School of Pharmacy, University of Hertfordshire, College Lane, Hatfield AL10 9AB, United Kingdom.
J Chem Inf Model. 2012 Feb 27;52(2):420-8. doi: 10.1021/ci200387c. Epub 2012 Jan 13.
The General Solubility Equation (GSE) is a QSPR model based on the melting point and log P of a chemical substance. It is used to predict the aqueous solubility of nonionizable chemical compounds. However, its reliance on experimentally derived descriptors, particularly melting point, limits its applicability to virtual compounds. The studies presented show that the GSE is able to predict, to within 1 log unit, the experimental aqueous solubility (log S) for 81% of the compounds in a data set of 1265 diverse chemical structures (-8.48 < log S < 1.58). However, the predictive ability of the GSE is reduced to 75% when applied to a subset of the data (1160 compounds -6.00 < log S < 0.00), which discounts those compounds occupying the sparsely populated regions of data space. This highlights how sparsely populated extremities of data sets can significantly skew results for linear regression-based models. Replacing the melting point descriptor of the GSE with a descriptor which accounts for topographical polar surface area (TPSA) produces a model of comparable quality to the GSE (the solubility of 81% of compounds in the full data set predicted accurately). As such, we propose an alternative simple model for predicting aqueous solubility which replaces the melting point descriptor of the GSE with TPSA and hence can be applied to virtual compounds. In addition, incorporating TPSA into the GSE in addition to log P and melting point gives a three descriptor model that improves accurate prediction of aqueous solubility over the GSE by 5.1% for the full and 6.6% for the reduced data set, respectively.
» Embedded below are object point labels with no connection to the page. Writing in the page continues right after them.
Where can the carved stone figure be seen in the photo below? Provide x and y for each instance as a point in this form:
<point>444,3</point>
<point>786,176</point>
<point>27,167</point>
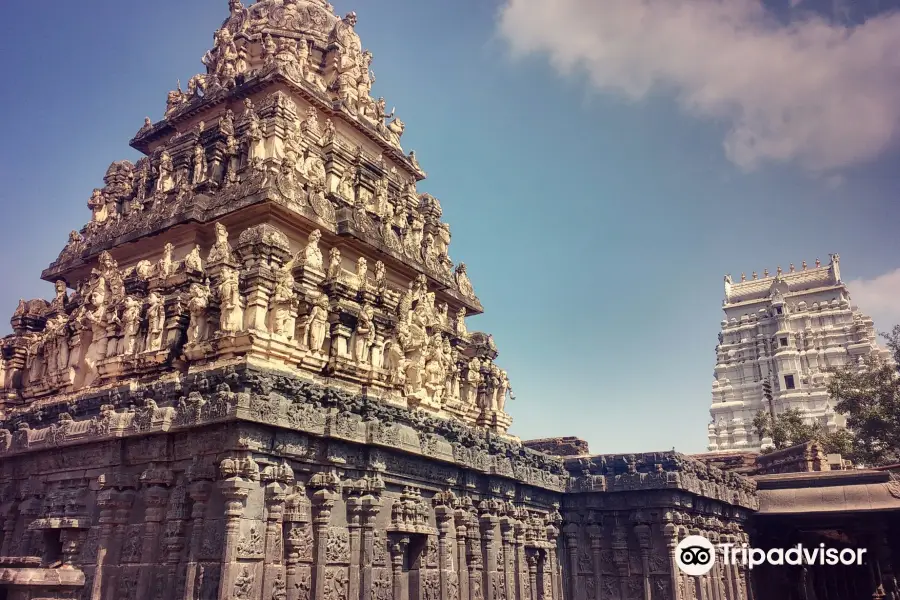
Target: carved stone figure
<point>192,262</point>
<point>221,250</point>
<point>231,311</point>
<point>462,281</point>
<point>315,324</point>
<point>166,266</point>
<point>165,180</point>
<point>334,263</point>
<point>284,300</point>
<point>156,321</point>
<point>311,256</point>
<point>198,306</point>
<point>364,335</point>
<point>131,325</point>
<point>199,175</point>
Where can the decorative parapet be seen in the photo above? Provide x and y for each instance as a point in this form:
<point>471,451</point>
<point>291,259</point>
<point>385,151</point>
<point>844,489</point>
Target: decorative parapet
<point>659,471</point>
<point>278,400</point>
<point>802,458</point>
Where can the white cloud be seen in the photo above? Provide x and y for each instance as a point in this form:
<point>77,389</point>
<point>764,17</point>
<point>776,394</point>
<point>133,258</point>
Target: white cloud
<point>810,92</point>
<point>879,298</point>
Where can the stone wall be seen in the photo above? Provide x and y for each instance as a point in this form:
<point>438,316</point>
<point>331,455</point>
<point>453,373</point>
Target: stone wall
<point>562,446</point>
<point>249,485</point>
<point>624,516</point>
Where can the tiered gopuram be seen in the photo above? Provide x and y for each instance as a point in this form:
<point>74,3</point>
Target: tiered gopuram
<point>255,380</point>
<point>787,330</point>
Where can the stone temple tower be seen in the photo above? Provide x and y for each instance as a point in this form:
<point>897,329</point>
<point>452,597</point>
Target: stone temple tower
<point>255,380</point>
<point>783,332</point>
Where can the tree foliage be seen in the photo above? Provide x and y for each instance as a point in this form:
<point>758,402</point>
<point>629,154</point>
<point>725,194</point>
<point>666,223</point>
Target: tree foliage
<point>870,399</point>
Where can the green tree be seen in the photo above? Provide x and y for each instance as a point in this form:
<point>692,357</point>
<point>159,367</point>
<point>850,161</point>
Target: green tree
<point>870,400</point>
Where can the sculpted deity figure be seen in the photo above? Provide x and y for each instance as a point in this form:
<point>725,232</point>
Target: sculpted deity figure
<point>166,266</point>
<point>311,123</point>
<point>314,169</point>
<point>232,317</point>
<point>143,270</point>
<point>221,250</point>
<point>198,306</point>
<point>381,197</point>
<point>380,277</point>
<point>165,180</point>
<point>461,330</point>
<point>131,324</point>
<point>284,300</point>
<point>462,281</point>
<point>156,322</point>
<point>362,271</point>
<point>364,335</point>
<point>330,132</point>
<point>253,134</point>
<point>334,263</point>
<point>199,175</point>
<point>345,186</point>
<point>311,257</point>
<point>315,324</point>
<point>192,262</point>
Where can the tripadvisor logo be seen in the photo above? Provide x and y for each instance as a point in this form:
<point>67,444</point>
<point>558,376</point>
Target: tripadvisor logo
<point>695,555</point>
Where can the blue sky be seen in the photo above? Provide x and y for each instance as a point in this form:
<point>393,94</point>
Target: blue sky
<point>597,209</point>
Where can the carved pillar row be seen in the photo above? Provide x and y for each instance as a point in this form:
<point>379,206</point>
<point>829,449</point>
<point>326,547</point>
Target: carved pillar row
<point>570,532</point>
<point>124,504</point>
<point>199,492</point>
<point>595,533</point>
<point>461,521</point>
<point>444,517</point>
<point>234,491</point>
<point>323,503</point>
<point>507,537</point>
<point>298,544</point>
<point>106,501</point>
<point>642,532</point>
<point>371,507</point>
<point>354,524</point>
<point>488,522</point>
<point>398,552</point>
<point>274,549</point>
<point>155,498</point>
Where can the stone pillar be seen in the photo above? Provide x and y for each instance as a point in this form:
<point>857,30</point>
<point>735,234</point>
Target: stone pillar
<point>234,491</point>
<point>461,519</point>
<point>507,531</point>
<point>522,588</point>
<point>354,523</point>
<point>323,502</point>
<point>124,504</point>
<point>298,540</point>
<point>398,551</point>
<point>595,534</point>
<point>107,501</point>
<point>274,551</point>
<point>670,536</point>
<point>532,576</point>
<point>642,532</point>
<point>371,506</point>
<point>155,497</point>
<point>262,249</point>
<point>570,532</point>
<point>488,525</point>
<point>199,492</point>
<point>475,559</point>
<point>444,517</point>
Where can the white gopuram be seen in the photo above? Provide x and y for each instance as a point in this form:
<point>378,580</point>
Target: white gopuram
<point>787,330</point>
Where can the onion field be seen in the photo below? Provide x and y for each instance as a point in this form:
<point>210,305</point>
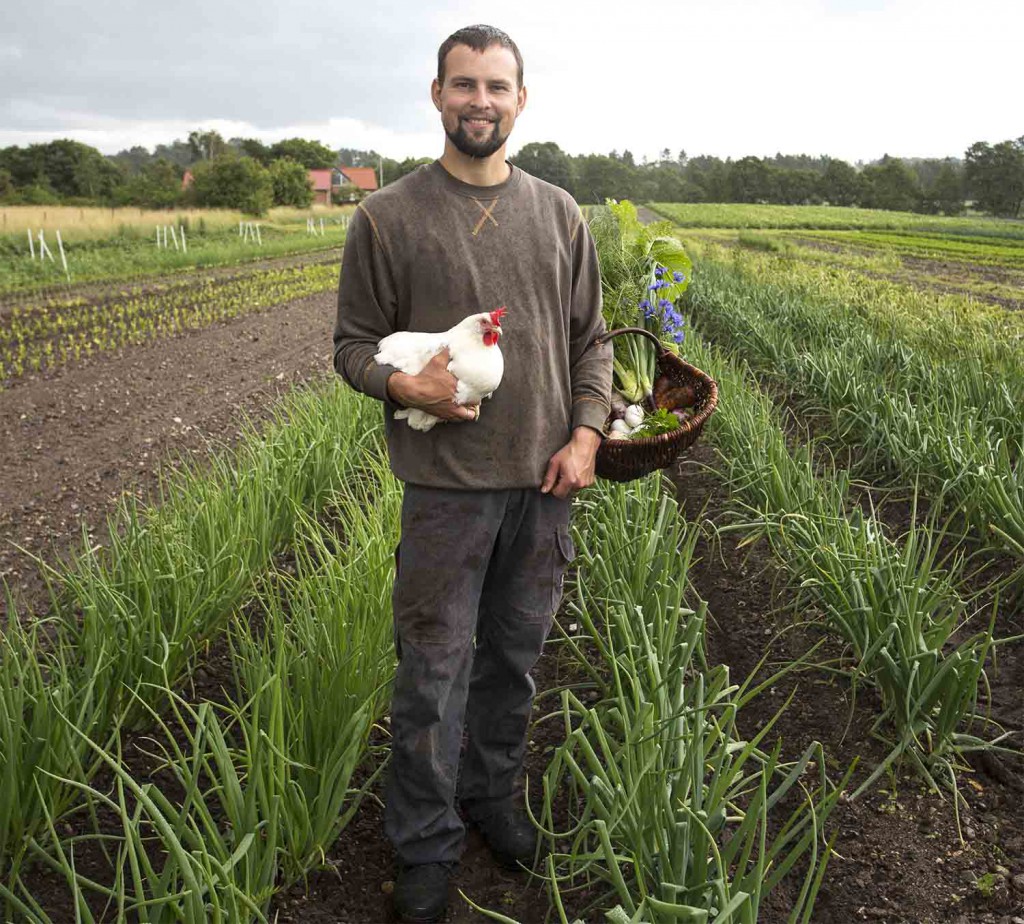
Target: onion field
<point>786,683</point>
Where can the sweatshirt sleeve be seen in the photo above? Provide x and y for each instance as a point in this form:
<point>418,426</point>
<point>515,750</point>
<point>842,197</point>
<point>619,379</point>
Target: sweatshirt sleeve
<point>590,364</point>
<point>367,309</point>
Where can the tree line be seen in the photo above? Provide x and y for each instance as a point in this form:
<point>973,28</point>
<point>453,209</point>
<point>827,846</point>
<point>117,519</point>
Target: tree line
<point>991,176</point>
<point>248,174</point>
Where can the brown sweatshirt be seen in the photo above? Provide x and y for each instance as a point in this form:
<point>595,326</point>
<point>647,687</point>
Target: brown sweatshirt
<point>428,250</point>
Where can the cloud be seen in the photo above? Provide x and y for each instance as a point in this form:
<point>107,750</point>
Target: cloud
<point>850,78</point>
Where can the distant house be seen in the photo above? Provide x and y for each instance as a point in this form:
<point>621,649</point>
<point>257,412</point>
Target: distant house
<point>345,182</point>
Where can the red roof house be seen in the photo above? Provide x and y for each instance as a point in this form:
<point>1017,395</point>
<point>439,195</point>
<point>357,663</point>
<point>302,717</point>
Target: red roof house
<point>330,179</point>
<point>361,177</point>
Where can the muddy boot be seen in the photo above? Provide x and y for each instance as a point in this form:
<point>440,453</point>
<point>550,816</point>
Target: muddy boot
<point>511,837</point>
<point>421,892</point>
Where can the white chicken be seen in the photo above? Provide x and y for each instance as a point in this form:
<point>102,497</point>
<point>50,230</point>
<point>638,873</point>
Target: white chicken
<point>476,361</point>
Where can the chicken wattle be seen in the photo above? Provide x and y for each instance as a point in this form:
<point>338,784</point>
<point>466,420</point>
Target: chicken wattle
<point>476,360</point>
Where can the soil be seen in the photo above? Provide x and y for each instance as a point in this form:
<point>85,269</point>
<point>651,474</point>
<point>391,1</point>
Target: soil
<point>74,439</point>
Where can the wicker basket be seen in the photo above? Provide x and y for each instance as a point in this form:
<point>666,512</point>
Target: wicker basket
<point>626,460</point>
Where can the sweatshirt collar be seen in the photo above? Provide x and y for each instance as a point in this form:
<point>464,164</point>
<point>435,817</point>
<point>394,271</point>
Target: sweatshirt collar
<point>471,192</point>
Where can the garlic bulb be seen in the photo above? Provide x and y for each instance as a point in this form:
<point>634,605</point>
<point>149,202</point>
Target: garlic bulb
<point>633,416</point>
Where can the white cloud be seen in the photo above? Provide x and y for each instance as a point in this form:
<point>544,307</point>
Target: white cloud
<point>850,78</point>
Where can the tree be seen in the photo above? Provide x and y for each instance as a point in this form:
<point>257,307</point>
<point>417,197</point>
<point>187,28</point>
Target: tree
<point>253,148</point>
<point>599,177</point>
<point>797,186</point>
<point>132,160</point>
<point>206,144</point>
<point>994,176</point>
<point>291,183</point>
<point>890,184</point>
<point>312,155</point>
<point>232,182</point>
<point>157,185</point>
<point>946,193</point>
<point>840,184</point>
<point>751,179</point>
<point>177,152</point>
<point>546,161</point>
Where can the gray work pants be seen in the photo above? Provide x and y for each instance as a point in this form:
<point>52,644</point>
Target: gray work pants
<point>472,564</point>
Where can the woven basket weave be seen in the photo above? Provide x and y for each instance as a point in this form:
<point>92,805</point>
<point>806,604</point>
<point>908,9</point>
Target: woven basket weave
<point>626,460</point>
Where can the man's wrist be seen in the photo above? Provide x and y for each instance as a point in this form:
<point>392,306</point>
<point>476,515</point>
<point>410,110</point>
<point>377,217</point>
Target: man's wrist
<point>587,436</point>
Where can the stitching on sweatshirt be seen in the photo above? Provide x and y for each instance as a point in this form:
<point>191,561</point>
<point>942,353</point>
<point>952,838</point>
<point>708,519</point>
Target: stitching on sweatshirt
<point>486,214</point>
<point>577,228</point>
<point>373,224</point>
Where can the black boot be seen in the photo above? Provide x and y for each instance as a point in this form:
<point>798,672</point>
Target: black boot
<point>511,837</point>
<point>421,892</point>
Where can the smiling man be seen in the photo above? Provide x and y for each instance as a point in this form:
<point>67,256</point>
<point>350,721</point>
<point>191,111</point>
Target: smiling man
<point>484,522</point>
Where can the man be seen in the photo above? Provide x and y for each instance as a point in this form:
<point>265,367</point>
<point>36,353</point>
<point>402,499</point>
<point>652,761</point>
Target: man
<point>484,527</point>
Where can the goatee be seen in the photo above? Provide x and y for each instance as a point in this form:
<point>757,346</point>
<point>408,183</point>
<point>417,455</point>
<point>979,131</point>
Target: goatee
<point>468,145</point>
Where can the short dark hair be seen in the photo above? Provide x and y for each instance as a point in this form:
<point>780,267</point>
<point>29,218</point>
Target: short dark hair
<point>479,38</point>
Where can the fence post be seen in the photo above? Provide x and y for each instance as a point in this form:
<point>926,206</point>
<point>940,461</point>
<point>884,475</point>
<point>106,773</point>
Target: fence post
<point>64,259</point>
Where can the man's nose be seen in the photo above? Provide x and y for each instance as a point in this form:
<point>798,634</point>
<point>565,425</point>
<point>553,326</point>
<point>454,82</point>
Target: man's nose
<point>481,98</point>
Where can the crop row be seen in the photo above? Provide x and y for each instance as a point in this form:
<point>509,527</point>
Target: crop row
<point>262,783</point>
<point>939,326</point>
<point>948,419</point>
<point>43,337</point>
<point>828,217</point>
<point>131,256</point>
<point>128,620</point>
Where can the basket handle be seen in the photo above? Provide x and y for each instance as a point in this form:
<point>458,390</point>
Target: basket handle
<point>608,335</point>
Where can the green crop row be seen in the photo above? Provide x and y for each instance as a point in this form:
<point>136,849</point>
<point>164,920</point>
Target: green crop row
<point>890,601</point>
<point>944,414</point>
<point>825,217</point>
<point>129,619</point>
<point>668,805</point>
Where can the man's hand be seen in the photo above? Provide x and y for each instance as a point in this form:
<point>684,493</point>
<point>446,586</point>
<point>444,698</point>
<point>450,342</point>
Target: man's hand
<point>432,390</point>
<point>572,466</point>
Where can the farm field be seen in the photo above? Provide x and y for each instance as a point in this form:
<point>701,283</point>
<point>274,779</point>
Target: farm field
<point>976,258</point>
<point>763,553</point>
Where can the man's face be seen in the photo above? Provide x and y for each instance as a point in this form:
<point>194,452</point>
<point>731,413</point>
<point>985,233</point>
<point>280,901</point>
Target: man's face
<point>480,98</point>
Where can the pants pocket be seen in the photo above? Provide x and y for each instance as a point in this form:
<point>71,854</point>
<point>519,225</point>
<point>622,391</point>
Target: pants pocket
<point>564,553</point>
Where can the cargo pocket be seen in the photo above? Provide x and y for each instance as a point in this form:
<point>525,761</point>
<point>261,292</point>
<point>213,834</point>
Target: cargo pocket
<point>564,553</point>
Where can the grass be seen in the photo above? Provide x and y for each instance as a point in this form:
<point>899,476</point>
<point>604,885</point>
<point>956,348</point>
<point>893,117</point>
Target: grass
<point>131,256</point>
<point>828,217</point>
<point>93,223</point>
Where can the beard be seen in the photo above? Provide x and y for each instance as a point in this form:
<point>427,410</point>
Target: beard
<point>468,145</point>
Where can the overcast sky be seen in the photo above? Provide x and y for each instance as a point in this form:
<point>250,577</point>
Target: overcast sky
<point>849,78</point>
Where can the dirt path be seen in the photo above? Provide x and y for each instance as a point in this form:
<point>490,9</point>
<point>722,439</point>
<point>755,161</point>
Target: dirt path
<point>72,441</point>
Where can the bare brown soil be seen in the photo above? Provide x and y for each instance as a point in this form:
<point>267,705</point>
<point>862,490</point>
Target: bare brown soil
<point>74,439</point>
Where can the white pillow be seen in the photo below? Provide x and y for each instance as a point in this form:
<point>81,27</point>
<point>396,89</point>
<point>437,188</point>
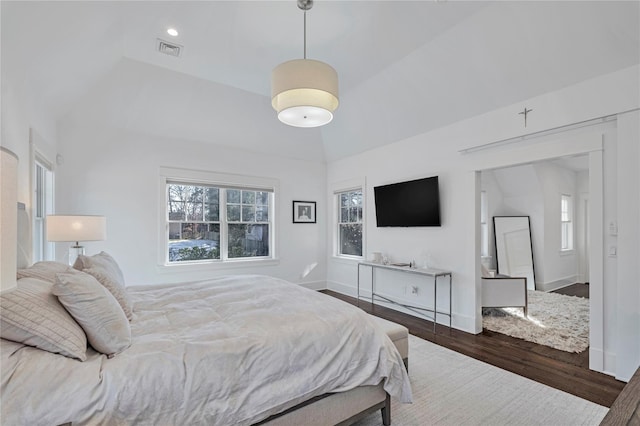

通用溶解度方程(GSE)是一种基于化学物质的熔点和 log P 的 QSPR 模型。它用于预测非电离化合物的水溶解度。然而,它对实验衍生描述符的依赖,特别是熔点,限制了它在虚拟化合物中的应用。所提出的研究表明,GSE 能够在 1265 种不同化学结构的数据集(-8.48 < log S < 1.58)中,以 1 个对数单位的精度预测 81%化合物的实验水溶解度(log S)。然而,当应用于数据集中的一个子集(1160 种化合物-6.00 < log S < 0.00)时,GSE 的预测能力降低到 75%,这排除了那些占据数据空间稀疏区域的化合物。这突出表明数据集稀疏的极端如何显著影响基于线性回归的模型的结果。用考虑地形极性表面积(TPSA)的描述符替代 GSE 的熔点描述符,产生了与 GSE 质量相当的模型(能够准确预测全数据集 81%化合物的溶解度)。因此,我们提出了一种替代的简单模型,用于预测水溶解度,它用 TPSA 替代 GSE 的熔点描述符,因此可以应用于虚拟化合物。此外,在 GSE 中加入 TPSA 以及 log P 和熔点,可以使三描述符模型分别将全数据集和缩小数据集的水溶解度准确预测提高 5.1%和 6.6%。